Since the end of January, Google received reports about its Android SDK possessing a number of security flaws. As Google released the SDK to the open source community, bug detection would be an expected part of the development process.
Security vendor Core Security provided a lengthy advisory about the Android SDK, which to us indicates the open source process worked. The prototype Android phones seen already won’t be a reality until the software bugs receive the attention they need.
Google made this statement, listed in the advisory, about Core’s findings:
“The current version of the Android SDK is an early look release to the open source community, provided so that developers can begin working with the platform to inform and shape our development of Android toward production readiness. The Open Handset Alliance welcomes input from the security community throughout this process. There will be many changes and updates to the platform before Android is ready for end users, including a full security review.”
The trio of vulnerabilities detected by Core all concerned the processing of images by Android’s web browser. Core said the flaws in processing GIF, BMP, and PNG images could have enabled a malicious website to attack the platform and ultimately execute arbitrary code.

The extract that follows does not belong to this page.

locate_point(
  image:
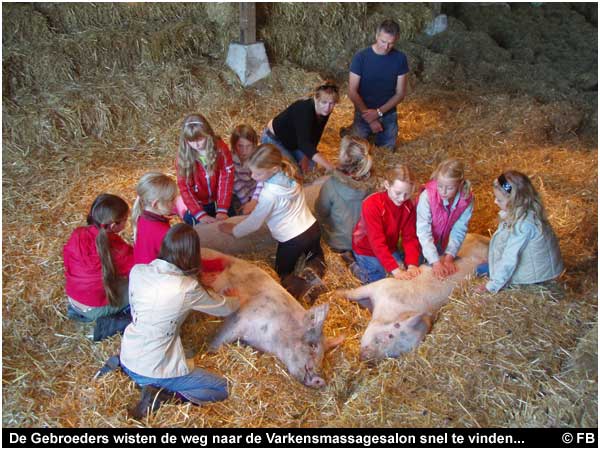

A little sloppiness, not on Google’s part, could be to blame for the problems Core found. They noted the use of an outdated libpng reference library for handling PNG images in a library used by Android. Google has since updated Android with a current version of libpng that should eliminate that particular problem.
Fixes for the GIF and BMP issues arrived with newer SDK releases. However, followup research by Core found the root account arriving without a password by default. “Unprivileged users with shell access can simply use the su program to gain privileges,” said Core.